Bu antlaşma ile Orta Doğu haritası adeta yeniden çizilerek paylaşılmaktaydı. Antlaşmanın maddeleri oldukça ağırdır ve Osmanlı Devleti’ni ortadan kaldırmak için hazırlanmıştır.

İstanbul ve civarından oluşan küçük bir bölge ile Orta Anadolu’nun küçük bir kısmı Kastamonu kıyılarına kadar Türklere bırakılıyordu. Rumeli ve Boğazlar İtilâf Devletleri’nin işgaline bırakılmakla birlikte Boğazların trafiğe açık olması ve karma bir komisyon tarafından yöneltilmesi kararlaştırılmıştır. Doğu Anadolu’da ise Kürdistan ve Ermenistan devleti kuruluyordu. Bu devletlerin sınırlarını ABD çizecek ve Ermenistan 20 yıl ABD mandası altında bulunacaktı. Arabistan Osmanlı Devleti’nden ayrılacak ve müttefiklerin isteklerine terk edilecekti. Müttefikler tarafından daha önce işgal edilen yerler, Fransa, İtalya ve İngiltere’de kalıyordu. Azınlıklar, Osmanlı Devleti’nde eşit haklara sahip olacak ve Meclis’te temsil edileceklerdi. Kapitülasyonlar yürürlükte kalıyordu. Devletin askerî ve maddî işleri kontrol altına alınıyordu. Sadece iç güvenliği sağlamak üzere 50.000 kişilik askeri güç dışında silahlı kuvveti olmayacaktı. Liman ve demir yolları uluslararası bir komisyona bırakılıyordu. Ayrıca Osmanlı Devleti savaş tazminatı ödeyecekti. Kendi aralarında paylaşamadıklarından İstanbul Osmanlı Devleti’nde kalacaktı. İzmir’in yönetimi Yunanlılara bırakılmıştır. Bunlara ek olarak da savaşa girmiş ve idarî kademelerde bulunmuş Türk vatandaşları savaş suçlusu olarak yargılanacaktı.
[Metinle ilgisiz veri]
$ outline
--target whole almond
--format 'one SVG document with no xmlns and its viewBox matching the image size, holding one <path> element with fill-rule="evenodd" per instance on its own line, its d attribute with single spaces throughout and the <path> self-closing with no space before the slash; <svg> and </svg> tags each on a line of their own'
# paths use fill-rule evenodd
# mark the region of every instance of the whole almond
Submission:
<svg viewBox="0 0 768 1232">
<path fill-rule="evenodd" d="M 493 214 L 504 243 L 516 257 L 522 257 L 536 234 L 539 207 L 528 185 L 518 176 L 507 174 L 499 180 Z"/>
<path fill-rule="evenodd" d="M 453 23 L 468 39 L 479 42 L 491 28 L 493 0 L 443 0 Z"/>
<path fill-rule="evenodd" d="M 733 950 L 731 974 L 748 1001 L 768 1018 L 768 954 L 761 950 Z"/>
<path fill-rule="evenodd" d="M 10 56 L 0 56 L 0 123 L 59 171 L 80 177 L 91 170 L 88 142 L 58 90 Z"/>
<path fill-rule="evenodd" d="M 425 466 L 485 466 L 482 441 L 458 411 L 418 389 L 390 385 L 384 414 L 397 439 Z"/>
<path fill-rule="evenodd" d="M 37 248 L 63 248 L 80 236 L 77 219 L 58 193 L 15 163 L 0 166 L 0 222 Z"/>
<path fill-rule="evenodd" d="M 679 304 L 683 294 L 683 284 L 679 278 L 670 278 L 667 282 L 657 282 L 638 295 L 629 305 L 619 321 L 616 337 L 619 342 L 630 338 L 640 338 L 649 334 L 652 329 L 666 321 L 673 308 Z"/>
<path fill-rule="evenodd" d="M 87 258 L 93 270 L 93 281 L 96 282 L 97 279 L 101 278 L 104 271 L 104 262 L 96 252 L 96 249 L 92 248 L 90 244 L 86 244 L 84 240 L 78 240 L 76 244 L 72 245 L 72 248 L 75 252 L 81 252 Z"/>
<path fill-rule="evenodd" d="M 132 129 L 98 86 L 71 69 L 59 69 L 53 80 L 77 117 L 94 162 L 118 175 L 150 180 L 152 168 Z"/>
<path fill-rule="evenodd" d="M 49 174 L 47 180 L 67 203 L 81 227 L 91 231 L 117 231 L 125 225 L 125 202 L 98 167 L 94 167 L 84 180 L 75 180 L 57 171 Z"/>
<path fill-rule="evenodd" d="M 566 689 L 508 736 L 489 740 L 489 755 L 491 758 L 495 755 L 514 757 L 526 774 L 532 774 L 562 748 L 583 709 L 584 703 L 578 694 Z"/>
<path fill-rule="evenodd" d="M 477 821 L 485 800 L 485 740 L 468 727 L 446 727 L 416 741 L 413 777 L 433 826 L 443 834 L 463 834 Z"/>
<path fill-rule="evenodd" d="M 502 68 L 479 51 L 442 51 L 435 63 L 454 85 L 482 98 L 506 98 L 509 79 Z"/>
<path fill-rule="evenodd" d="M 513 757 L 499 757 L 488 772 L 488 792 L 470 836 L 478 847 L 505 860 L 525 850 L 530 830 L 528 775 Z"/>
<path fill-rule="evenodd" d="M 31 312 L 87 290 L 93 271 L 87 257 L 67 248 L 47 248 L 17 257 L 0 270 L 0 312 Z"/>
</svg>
Sultan Vahideddin’in başkanlığında 22 Temmuz 1920’de toplanan Şûra-yı Saltanat “zayıf bir mevcudiyeti, mahva tercih” ederek Sevr Antlaşması’nın onaylanmasına karar vermiştir.

Sevr’in Osmanlı Devleti tarafından imzalanması üzerine, Kazım Karabekir Paşa, Meclis Başkanlığı’na 16 Ağustos 1920 tarihli gönderdiği bir telgrafta Sevr’i imzalayanların “vatan haini” ilan edilmesini teklif etmiştir. Bu öneri mecliste görüşülerek 19 Ağustos 1920 tarihinde kabul edilmiş ve anlaşmaya imza atan Hadi Paşa, Rıza Tevfik Bey, Reşat Halis ve kırk iki kişinin daha vatan haini olduğu ilan edilmiştir. [1]

***

Şark Cephesi Kumandanı Kâzım Karabekir Paşanın, İstanbul’da inikat eden Şûrayı Saltanatta Sevr Muahedesinin imza edilmesine karar verenlerle muahedeyi imza edenlerin hiyaneti vataniye ile ittiham olunmalarına dair telgrafı.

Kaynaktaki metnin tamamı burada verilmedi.